For real-time communication, latency mattered more than buffering elegance.


The Pivot: WebSockets and Push-Based Streaming

To eliminate polling delays, I redesigned the system around WebSockets.

Revised Architecture

  • Speakers stream audio frames directly over WebSockets
  • Durable Objects act as real-time relays
  • Audio frames are pushed instantly to all connected listeners
  • No intermediate storage required
Speaker → WebSocket → Durable Object → WebSocket → Listeners
              (instant relay at the edge)

This change reduced perceived latency from seconds to milliseconds, making real-time interaction viable.


Scaling the Idea: Designing a Custom Binary Protocol

With low-latency audio working, I began exploring extensibility:

  • Video
  • Screen sharing
  • Presence updates

Using JSON for everything quickly became limiting.
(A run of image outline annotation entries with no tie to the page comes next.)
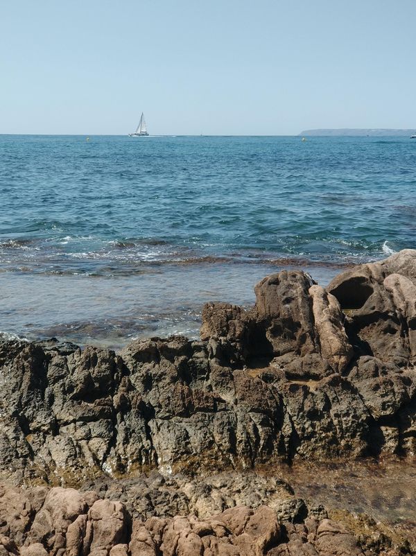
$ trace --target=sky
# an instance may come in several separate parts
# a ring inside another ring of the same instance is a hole
[[[1,0],[0,133],[416,127],[415,0]]]

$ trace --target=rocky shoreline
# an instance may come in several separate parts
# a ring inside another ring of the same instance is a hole
[[[415,553],[267,470],[416,453],[416,250],[255,292],[198,342],[0,343],[1,556]]]

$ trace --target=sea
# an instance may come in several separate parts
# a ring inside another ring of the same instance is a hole
[[[416,247],[408,137],[0,135],[0,337],[198,338],[264,276]]]

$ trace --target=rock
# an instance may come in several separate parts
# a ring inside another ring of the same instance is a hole
[[[416,354],[416,250],[337,276],[328,290],[347,313],[346,331],[357,355],[385,363],[413,364]]]

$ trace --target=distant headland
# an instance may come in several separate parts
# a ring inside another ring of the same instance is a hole
[[[392,130],[392,129],[329,129],[329,130],[305,130],[300,135],[347,135],[347,136],[370,136],[385,137],[388,136],[408,136],[413,135],[415,129],[411,130]]]

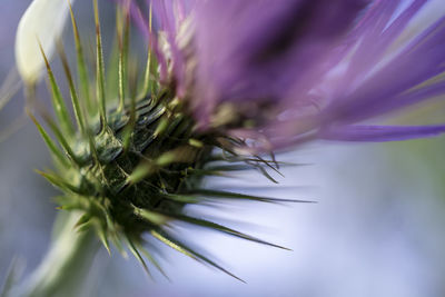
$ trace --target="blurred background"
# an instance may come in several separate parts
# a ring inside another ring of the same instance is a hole
[[[16,28],[30,2],[0,0],[0,81],[13,68]],[[115,11],[100,2],[107,47]],[[443,2],[433,2],[423,12],[426,21],[444,12]],[[83,40],[92,42],[90,2],[78,1],[75,12]],[[55,65],[57,71],[60,66]],[[26,264],[23,278],[39,265],[59,211],[51,200],[57,190],[33,171],[51,162],[36,127],[22,116],[23,101],[19,91],[0,111],[0,284],[14,257]],[[445,121],[444,111],[444,105],[434,100],[395,118],[439,122]],[[11,122],[20,129],[4,138]],[[116,251],[109,257],[101,249],[85,296],[445,296],[444,151],[445,137],[394,143],[319,141],[278,156],[281,161],[304,164],[284,168],[285,177],[276,176],[279,185],[257,172],[209,178],[209,187],[317,201],[196,209],[293,251],[184,226],[189,241],[206,248],[247,284],[167,247],[162,264],[170,280],[155,273],[154,281],[132,258]]]

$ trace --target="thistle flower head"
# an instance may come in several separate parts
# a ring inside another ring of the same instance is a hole
[[[83,57],[83,43],[72,10],[78,83],[63,46],[58,46],[75,122],[59,88],[60,78],[52,71],[43,44],[37,43],[47,69],[56,119],[47,110],[37,110],[49,128],[47,131],[33,113],[30,117],[55,159],[55,170],[39,174],[62,192],[57,197],[60,209],[80,211],[82,216],[77,222],[79,231],[93,229],[108,251],[110,242],[122,255],[130,250],[147,271],[147,259],[161,269],[154,255],[156,249],[149,248],[150,241],[156,239],[231,275],[184,244],[172,232],[176,221],[279,247],[185,211],[188,205],[221,199],[286,201],[206,189],[201,185],[206,176],[246,168],[258,169],[269,177],[265,168],[276,170],[277,162],[259,156],[236,154],[233,148],[241,146],[243,139],[216,130],[197,129],[186,102],[178,99],[170,85],[160,82],[166,81],[161,73],[154,73],[152,65],[157,61],[151,49],[147,50],[144,77],[131,75],[130,16],[127,13],[130,7],[127,4],[118,10],[118,57],[109,67],[117,70],[107,73],[98,2],[92,2],[96,19],[96,69],[92,82],[89,79],[91,67]],[[107,88],[113,83],[117,85],[116,91]]]
[[[266,168],[278,164],[257,154],[317,138],[386,141],[445,130],[357,125],[443,93],[444,18],[394,48],[426,2],[396,13],[397,0],[152,0],[144,13],[121,1],[110,67],[118,70],[106,76],[95,0],[95,83],[72,12],[78,83],[59,49],[77,127],[40,44],[57,118],[40,112],[51,138],[31,115],[57,167],[41,175],[62,191],[62,209],[83,214],[79,229],[93,228],[107,249],[111,240],[125,253],[126,242],[146,269],[141,251],[159,268],[145,249],[155,238],[228,273],[181,242],[174,222],[276,246],[185,208],[221,198],[283,200],[204,189],[204,177],[245,168],[269,177]],[[130,75],[130,16],[148,37],[142,78]],[[108,91],[112,83],[117,90]]]

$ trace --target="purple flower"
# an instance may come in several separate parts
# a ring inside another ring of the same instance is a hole
[[[445,17],[400,41],[426,2],[398,11],[399,0],[152,0],[157,33],[147,34],[161,82],[200,129],[265,150],[316,138],[404,140],[445,126],[360,122],[444,93],[435,78],[445,67]]]

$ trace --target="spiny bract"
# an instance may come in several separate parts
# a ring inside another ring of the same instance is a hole
[[[95,88],[90,86],[88,79],[88,66],[72,11],[79,90],[75,86],[63,49],[59,46],[59,56],[69,85],[78,129],[72,127],[69,111],[42,50],[57,122],[44,110],[40,110],[40,113],[58,145],[32,115],[31,118],[57,165],[57,172],[40,174],[63,192],[57,198],[60,208],[80,210],[83,215],[77,224],[79,230],[93,228],[108,250],[108,242],[111,240],[125,254],[121,244],[125,242],[147,271],[140,251],[144,251],[146,258],[160,269],[150,255],[152,250],[145,249],[148,242],[144,236],[149,234],[164,244],[231,275],[169,232],[168,228],[174,220],[278,247],[221,225],[185,215],[185,206],[212,199],[285,201],[200,188],[200,181],[205,176],[246,168],[258,169],[270,178],[265,168],[277,170],[277,162],[264,160],[259,156],[237,155],[234,148],[244,146],[241,139],[229,138],[217,131],[197,130],[187,106],[175,98],[172,90],[162,88],[158,83],[154,70],[156,60],[150,49],[145,77],[142,83],[139,83],[141,88],[138,88],[137,76],[131,78],[129,73],[129,17],[125,12],[118,13],[117,18],[119,46],[119,57],[116,61],[118,67],[115,67],[118,69],[117,81],[108,81],[118,85],[118,93],[106,95],[97,1],[95,1],[95,19],[97,32]],[[90,99],[91,90],[96,91],[97,100]],[[106,102],[115,98],[119,98],[115,103],[117,107],[107,108]],[[216,155],[215,150],[220,151],[220,155]]]

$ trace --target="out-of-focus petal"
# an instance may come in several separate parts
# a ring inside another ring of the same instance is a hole
[[[46,55],[51,56],[68,12],[67,0],[34,0],[23,13],[16,36],[16,62],[26,83],[36,82],[44,65],[39,41]]]
[[[369,1],[206,1],[196,10],[197,88],[204,120],[221,101],[284,98],[306,86]]]
[[[396,141],[434,137],[445,132],[445,125],[435,126],[339,126],[319,132],[319,137],[342,141]]]

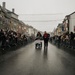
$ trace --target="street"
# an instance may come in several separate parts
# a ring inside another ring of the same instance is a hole
[[[75,56],[50,43],[36,50],[33,42],[0,62],[0,75],[75,75]]]

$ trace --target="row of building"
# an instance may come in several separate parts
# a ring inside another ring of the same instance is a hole
[[[6,9],[6,2],[3,2],[2,6],[0,5],[0,29],[13,30],[28,36],[36,35],[38,30],[25,24],[18,17],[14,8],[12,11]]]
[[[57,28],[51,32],[51,36],[63,35],[64,33],[75,33],[75,12],[66,15],[62,23],[59,23]]]

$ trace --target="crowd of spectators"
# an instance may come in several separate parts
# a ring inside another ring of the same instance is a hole
[[[0,53],[24,46],[32,41],[32,37],[22,35],[12,30],[0,29]]]

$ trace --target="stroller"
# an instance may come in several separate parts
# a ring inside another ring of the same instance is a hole
[[[36,39],[35,49],[42,49],[42,40],[41,39]]]

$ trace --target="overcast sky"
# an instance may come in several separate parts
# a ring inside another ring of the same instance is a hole
[[[66,15],[75,11],[75,0],[0,0],[19,19],[41,31],[53,31]]]

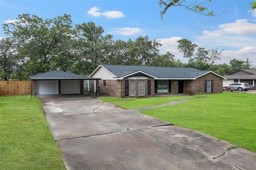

When receiving raw binary data, clients had no reliable way to determine:

  • Who sent the data
  • What type of stream it represented

Protocol Design

export const STREAM_TYPES = {
  AUDIO: 1,
  VIDEO: 2,
  USER_LIST_UPDATE: 3,
  JOIN_REQUEST: 4,
  SCREEN_SHARE: 5,
  SCREEN_SHARE_STOP: 6,
  SCREEN_SHARE_START: 7
};

export const USER_ID_LENGTH = 36;
export const STREAM_TYPE_LENGTH = 1;

Message Layout:

┌──────────────────────┬───────────────┬─────────────────┐
│ User ID (36 bytes)   │ Type (1 byte) │ Payload (n)     │
└──────────────────────┴───────────────┴─────────────────┘

This structure allows the client to deterministically parse each message and route it to the correct handler.

What I Learned

  • Binary data handling using Uint8Array
  • Manual buffer slicing and offset management
  • Designing protocols with future extensibility in mind
  • Appreciation for the complexity handled by protocols like WebRTC and QUIC

Debugging Screen Share: The Black Screen Problem

Adding screen sharing proved significantly harder than audio. My initial attempt using a hardcoded VP9 codec resulted in a persistent black screen, despite valid data transmission.

The Missing Piece: Initialization Segments

After three days of debugging, I discovered that unlike simple audio streams, video requires an initialization segment (init segment) before any media data. This segment configures the decoder.

The Solution:

  1. Dynamic Codec Selection: The browser now iterates through a list of codecs to find a supported one, rather than forcing VP9.
  2. Protocol Update: When a screen share starts (SCREEN_SHARE_START), the client first sends the specific initialization segment.
  3. Stream Handling: Frame data is only processed after this init segment is digested.

Fighting Lag with Dynamic Playback

Using MediaSource API, I faced issues where network lag caused the buffer to fill up behind the live edge. To fix this, I implemented dynamic playback speed:

  • If the buffer lags behind, playback speed increases.
  • Once caught up, it normalizes.

Result: Achieved ~3s latency in real-world tests between Russia and Sri Lanka.


Current State

Implemented:

  • Real-time audio and video streaming
  • Screen sharing with dynamic codec negotiation (New!)
  • Presence tracking and user identification
  • Custom binary protocol for stream multiplexing
  • Edge-based deployment

In progress:

  • Synchronization of stream state across reconnects
  • Chat functionality
  • Waiting room for admitting participants

Key Takeaways

  1. Theory behaves differently under real-time constraints.
  2. Serverless architectures have clear boundaries.
  3. Polling is simple but fundamentally incompatible with low latency.
  4. Binary protocols are approachable with clear structure.
  5. Edge computing enables architectures that traditional backends struggle with.

Pulse began as a curiosity-driven experiment and evolved into a hands-on lesson in real-time systems design. It reinforced that meaningful learning often comes from building something imperfect, measuring its failures, and iterating based on evidence.